Don't use a CA supplied key please. Use your own.

I'm adding right now to my config. I'm going to add it together with
pre-generated DH parameters and additional recommendations for improving entropy.
ETA: this evening.

Thank you. Looking forward to

spessex's picture

Thank you. Looking forward to seeing it. If you can give me a heads-up when it's on it would be very much appreciated.

PS What do you mean by 'Don't

spessex's picture

PS What do you mean by 'Don't use a CA (certificate authority) supplied key please. Use your own.'?

Why do people keep saying not to use a CA signed key?

matthewv789's picture

It's not like the CA actually HAS your key, they just sign it, So for you, if you can verify the fingerprint, it doesn't make any difference whether it's CA signed or self signed.

But for all other users, they have no way to trust your self-signed key, so they're going to get browser warnings and broken pages and non-functional AJAX and the like...

They're saying CA-supplied,

Brian Altenhofel's picture

They're saying CA-supplied, not CA-signed.

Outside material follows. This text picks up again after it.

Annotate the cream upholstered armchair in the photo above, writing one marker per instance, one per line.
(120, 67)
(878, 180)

A CA-supplied key means you have to trust that the CA doesn't store the private key they generated for you whether that storage is intentional or not. Allowing a third-party to generate the key for your certificate violates the trust that is supposed to be between only the user and the site because there's a chance that the third-party who generated the key may still have the key that only you should have.

Also, you can have users trust your self-signed key. Set up your own CA to sign your key, and then have the user install your private CA certificate. The browser will treat it exactly like a key signed by Verisign, Thawte, Comodo, etc. so long as the user has installed your CA certificate as a trusted CA. The browser just checks to make sure your SSL certificate has been signed by a CA in the list that it trusts.